Your Name

Your name was chosen carefully for you, probably before your parents knew who you were. The name, how you feel about it, and how others react to it, are probably important aspects of who you are. In this writing piece, please explore your name and express yourself about it. Some questions to consider are listed below:

  • What is your full name and how did your parent(s) choose it?

  • How and why did they choose that name?

  • Does it have ancestral or cultural significance?

  • Find the meaning(s) of your name, its language of origin, and perhaps some derivations.

  • How do you feel about your name?

  • Does it match your personality or style?

  • If you have a nickname, what is it and how is it related to your name (if it is)?

  • If you could change your name, would you?
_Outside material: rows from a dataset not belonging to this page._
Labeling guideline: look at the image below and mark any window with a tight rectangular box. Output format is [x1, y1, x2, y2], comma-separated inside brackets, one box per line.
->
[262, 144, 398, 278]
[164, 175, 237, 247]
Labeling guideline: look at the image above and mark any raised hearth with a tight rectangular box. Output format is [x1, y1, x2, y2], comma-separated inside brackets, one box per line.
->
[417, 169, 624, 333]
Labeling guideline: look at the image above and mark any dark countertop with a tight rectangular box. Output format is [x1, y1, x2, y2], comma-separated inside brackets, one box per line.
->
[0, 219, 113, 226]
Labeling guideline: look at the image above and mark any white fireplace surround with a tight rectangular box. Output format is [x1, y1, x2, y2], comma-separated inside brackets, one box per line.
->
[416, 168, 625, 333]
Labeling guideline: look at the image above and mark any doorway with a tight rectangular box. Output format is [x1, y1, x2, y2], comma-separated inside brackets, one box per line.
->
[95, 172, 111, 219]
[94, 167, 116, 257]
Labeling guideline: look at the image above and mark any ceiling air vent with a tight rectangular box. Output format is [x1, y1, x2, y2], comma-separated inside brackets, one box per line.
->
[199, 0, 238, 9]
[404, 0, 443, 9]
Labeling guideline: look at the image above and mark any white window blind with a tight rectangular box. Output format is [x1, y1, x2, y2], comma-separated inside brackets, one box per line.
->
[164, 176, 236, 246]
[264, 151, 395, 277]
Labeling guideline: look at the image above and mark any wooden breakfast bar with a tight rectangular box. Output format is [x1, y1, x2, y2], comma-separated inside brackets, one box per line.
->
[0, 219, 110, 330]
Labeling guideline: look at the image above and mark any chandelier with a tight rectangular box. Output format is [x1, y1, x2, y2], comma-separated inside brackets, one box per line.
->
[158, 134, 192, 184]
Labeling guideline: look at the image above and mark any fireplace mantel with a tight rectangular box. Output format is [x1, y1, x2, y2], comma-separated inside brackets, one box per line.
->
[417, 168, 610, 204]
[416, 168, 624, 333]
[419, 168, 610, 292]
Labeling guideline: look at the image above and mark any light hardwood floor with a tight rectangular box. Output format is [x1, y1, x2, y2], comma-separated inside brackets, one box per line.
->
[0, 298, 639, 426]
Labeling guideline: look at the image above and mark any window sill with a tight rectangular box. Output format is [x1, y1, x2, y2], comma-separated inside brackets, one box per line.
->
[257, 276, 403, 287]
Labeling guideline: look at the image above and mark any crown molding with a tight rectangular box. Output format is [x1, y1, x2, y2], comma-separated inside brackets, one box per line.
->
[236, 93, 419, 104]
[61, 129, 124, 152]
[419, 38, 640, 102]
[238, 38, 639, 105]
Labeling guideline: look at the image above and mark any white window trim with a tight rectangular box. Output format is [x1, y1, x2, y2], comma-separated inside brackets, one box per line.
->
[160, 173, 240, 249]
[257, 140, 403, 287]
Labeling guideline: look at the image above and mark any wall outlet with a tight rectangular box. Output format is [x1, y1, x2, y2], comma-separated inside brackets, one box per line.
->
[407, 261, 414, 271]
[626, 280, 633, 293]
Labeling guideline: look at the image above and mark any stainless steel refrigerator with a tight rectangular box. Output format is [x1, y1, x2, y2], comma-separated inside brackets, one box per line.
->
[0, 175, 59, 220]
If so, why and to what?

Timeline:

Below is an excerpt from the book "The House on Mango Street" by Sandra Cisneros:

In English my name means hope. In Spanish it means too many letters. It means sadness, it means waiting. It is like the number nine. A muddy color. It is the Mexican records my father plays on Sunday mornings when he is shaving, songs like sobbing.

It was my great-grandmother's name and now it is mine. She was a horse woman too, born like me in the Chinese year of the horse--which is supposed to be bad luck if you're born female-but I think this is a Chinese lie because the Chinese, like the Mexicans, don't like their women strong.

My great-grandmother. I would've liked to have known her, a wild, horse of a woman, so wild she wouldn't marry. Until my great-grandfather threw a sack over her head and carried her off. Just like that, as if she were a fancy chandelier. That's the way he did it.

And the story goes she never forgave him. She looked out the window her whole life, the way so many women sit their sadness on an elbow. I wonder if she made the best with what she got or was she sorry because she couldn't be all the things she wanted to be. Esperanza. I have inherited her name, but I don't want to inherit her place by the window.

At school they say my name funny as if the syllables were made out of tin and hurt the roof of your mouth. But in Spanish my name is made out of a softer something, like silver, not quite as thick as sister's name Magdalena--which is uglier than mine. Magdalena who at least- -can come home and become Nenny. But I am always Esperanza. would like to baptize myself under a new name, a name more like the real me, the one nobody sees. Esperanza as Lisandra or Maritza or Zeze the X. Yes. Something like Zeze the X will do.